If so, and you are using another Linux computer with a GUI, then you can tell ssh logins to forward GUI requests to your host PC. The Jetson’s GPU would not be used as the GUI requirements would forward to the host PC. Let’s say you were going to just open gimp on the Jetson by logging in to account “nvidia” (adjust for your actual login name) on the Jetson (I’ll pretend it is IP address, but adjust to the actual IP address):

ssh -Y nvidia@
gimp &

In the above the “-Y” options (also “-X” works, it differs in security) says X server events forward to your host PC via the ssh (the Jetson GPU is ignored). If your host PC has all of the required libraries and display components to function with gimp in that example, then it will display on the host PC. Similar for any GUI program.
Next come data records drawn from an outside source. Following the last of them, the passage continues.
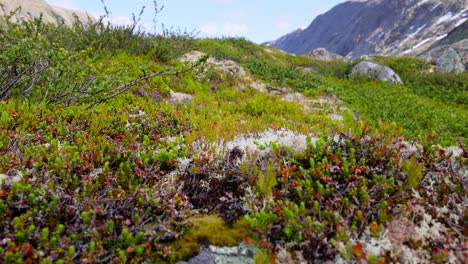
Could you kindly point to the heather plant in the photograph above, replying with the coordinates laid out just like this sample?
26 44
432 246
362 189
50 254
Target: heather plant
98 163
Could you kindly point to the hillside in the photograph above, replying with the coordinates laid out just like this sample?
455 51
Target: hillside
118 146
356 28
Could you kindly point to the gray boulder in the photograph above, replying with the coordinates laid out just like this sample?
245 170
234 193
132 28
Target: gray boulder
324 55
377 71
449 58
241 254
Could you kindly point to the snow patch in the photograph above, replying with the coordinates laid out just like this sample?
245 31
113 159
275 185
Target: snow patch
412 35
421 43
444 18
432 9
461 21
441 37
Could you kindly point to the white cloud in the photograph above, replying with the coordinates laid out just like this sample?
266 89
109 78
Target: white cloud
231 29
226 29
224 2
283 24
69 4
209 30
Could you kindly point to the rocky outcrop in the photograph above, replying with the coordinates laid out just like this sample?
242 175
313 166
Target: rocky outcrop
450 58
324 55
384 27
377 71
34 8
241 254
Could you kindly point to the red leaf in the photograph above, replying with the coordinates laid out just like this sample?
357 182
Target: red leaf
359 252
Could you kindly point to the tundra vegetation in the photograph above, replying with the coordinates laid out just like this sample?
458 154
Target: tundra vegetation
98 165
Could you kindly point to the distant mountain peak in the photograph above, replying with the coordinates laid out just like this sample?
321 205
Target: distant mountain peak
33 8
365 27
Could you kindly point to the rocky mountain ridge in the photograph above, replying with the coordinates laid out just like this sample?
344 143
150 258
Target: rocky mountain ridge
34 8
356 28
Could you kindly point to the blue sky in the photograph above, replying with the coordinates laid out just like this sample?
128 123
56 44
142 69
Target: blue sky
256 20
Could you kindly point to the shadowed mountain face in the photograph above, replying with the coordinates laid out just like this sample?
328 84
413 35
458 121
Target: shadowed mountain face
355 28
33 8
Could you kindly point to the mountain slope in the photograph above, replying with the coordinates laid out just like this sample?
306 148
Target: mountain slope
356 28
33 8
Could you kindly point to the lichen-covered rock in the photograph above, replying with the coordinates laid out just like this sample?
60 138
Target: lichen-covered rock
324 55
11 177
377 71
241 254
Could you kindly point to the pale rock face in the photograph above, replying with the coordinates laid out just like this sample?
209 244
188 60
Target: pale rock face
384 27
324 55
450 58
378 71
33 8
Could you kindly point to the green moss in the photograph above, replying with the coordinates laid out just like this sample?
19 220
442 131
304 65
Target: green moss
209 229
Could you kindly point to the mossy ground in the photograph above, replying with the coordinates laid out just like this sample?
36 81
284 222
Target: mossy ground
209 229
92 173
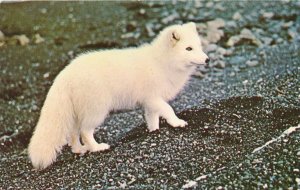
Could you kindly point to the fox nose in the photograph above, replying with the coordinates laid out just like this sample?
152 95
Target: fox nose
207 60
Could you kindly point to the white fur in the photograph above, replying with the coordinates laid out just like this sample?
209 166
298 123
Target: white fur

One can invoke a single command and keep the ssh running for just that command (versus interactive shell):
ssh -Y nvidia@ gimp
(this will run on the Jetson but display on the host PC until gimp is exited)

If you need the GPU of the Jetson to be used, e.g., to monitor what the Jetson is doing, then you need a virtual X server. ssh forwards the events which trigger X server graphics, whereas a virtual desktop keeps the events on the Jetson, but forwards the results of those events to a remove virtual desktop client running on another computer. Actually, it is possible to run the client and server on the same computer, but not many people would do that.
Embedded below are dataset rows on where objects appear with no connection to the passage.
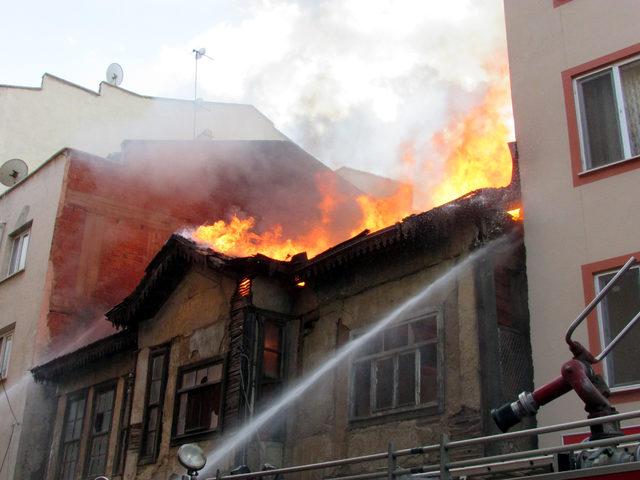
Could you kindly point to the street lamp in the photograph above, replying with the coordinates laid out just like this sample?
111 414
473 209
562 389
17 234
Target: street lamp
192 458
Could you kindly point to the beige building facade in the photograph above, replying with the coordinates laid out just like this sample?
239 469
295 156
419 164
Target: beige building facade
575 80
208 341
36 122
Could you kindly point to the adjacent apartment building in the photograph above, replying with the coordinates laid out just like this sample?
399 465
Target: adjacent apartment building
208 341
575 79
76 235
35 122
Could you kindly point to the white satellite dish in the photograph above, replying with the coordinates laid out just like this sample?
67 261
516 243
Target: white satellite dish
12 172
115 74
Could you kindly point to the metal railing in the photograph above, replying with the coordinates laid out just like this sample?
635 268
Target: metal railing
445 467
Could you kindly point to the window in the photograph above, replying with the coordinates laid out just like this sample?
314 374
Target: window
609 114
270 376
198 398
6 340
620 305
103 398
398 369
71 433
19 246
156 385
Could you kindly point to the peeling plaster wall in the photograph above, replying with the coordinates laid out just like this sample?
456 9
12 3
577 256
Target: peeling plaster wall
358 297
193 321
115 369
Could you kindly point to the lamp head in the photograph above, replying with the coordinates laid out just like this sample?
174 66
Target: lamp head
191 457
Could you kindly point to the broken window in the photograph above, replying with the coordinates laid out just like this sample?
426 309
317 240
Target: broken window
397 369
19 246
6 341
619 306
156 386
609 114
71 433
198 398
101 418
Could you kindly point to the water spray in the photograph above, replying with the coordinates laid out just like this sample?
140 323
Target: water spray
577 374
230 442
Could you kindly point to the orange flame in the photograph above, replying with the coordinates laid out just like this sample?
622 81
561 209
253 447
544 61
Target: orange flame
378 213
475 150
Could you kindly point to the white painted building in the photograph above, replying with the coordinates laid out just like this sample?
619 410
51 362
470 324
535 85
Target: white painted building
575 80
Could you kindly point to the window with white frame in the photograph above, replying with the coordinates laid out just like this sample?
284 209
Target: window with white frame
6 340
608 105
198 398
619 306
398 370
19 246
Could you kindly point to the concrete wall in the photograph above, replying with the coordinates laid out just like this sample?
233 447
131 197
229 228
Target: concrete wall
565 226
36 122
23 296
193 321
One advantage of the virtual server is that all requirements are on the Jetson itself, and the GPU is not bypassed. Also, for X forwarding, the host PC must have all of the X server and library components running at the proper release version; a virtual desktop program has no such requirement. Windows for example does not run an X server, and if you have a desktop client, then any computer with that client can run the Jetson GUI from a remote location. The entire desktop appears.

A virtual desktop server though is far more complicated to install and set up. You’d be advised to back up your work before trying. It involves messing with the NVIDIA GUI driver, and if you unintentionally set up a virtual server with a Nouveau driver, then CUDA and many other functions will cease to work.

More like be able to open and look at any of the code within files of the Jetson Nano, with like numbers on the left side correlating to each line of code, in the way most coding websites UI look like. I am attempting to create code through python but am not sure how to create such a file.

FYI, there are a lot of choices, and much of it depends on your tastes. A Nano might not have much hard drive storage (e.g., depends on SD card size), so that too changes things. I tend to just use vim, but this has a steep learning curve. Often I use the KDE application kate, but on a non-KDE system this probably means adding a lot of support files. Most of the time one would use ordinary system package tools to install, but there are some packages you have to get separately (namely the Microsoft VSCode), and others use the Python “snap” program to install (then you get to the complication of whether to use the Python 2 or 3 version).

An example to update your system before starting:

sudo apt update
sudo apt-get upgrade

(not necessarily required, but often good to do once before developing)

One editor I know of is spyder3. You could search like this:
apt search spyder3

This would be an absolutely enormous list, and so I’ll add a “pager” so it doesn’t scroll away:
apt search editor | less
(then you can scroll up and down in the list; piping to “less” is the pager)

To install spyder3:
sudo apt-get install spyder3

Here’s a URL on VS Code (use the Ubuntu instructions):
(if you run into multiple versions, e.g., not via package manager consulting a repository, then you’d want the arm64/aarch64 version).

Also, some editors use more RAM than others.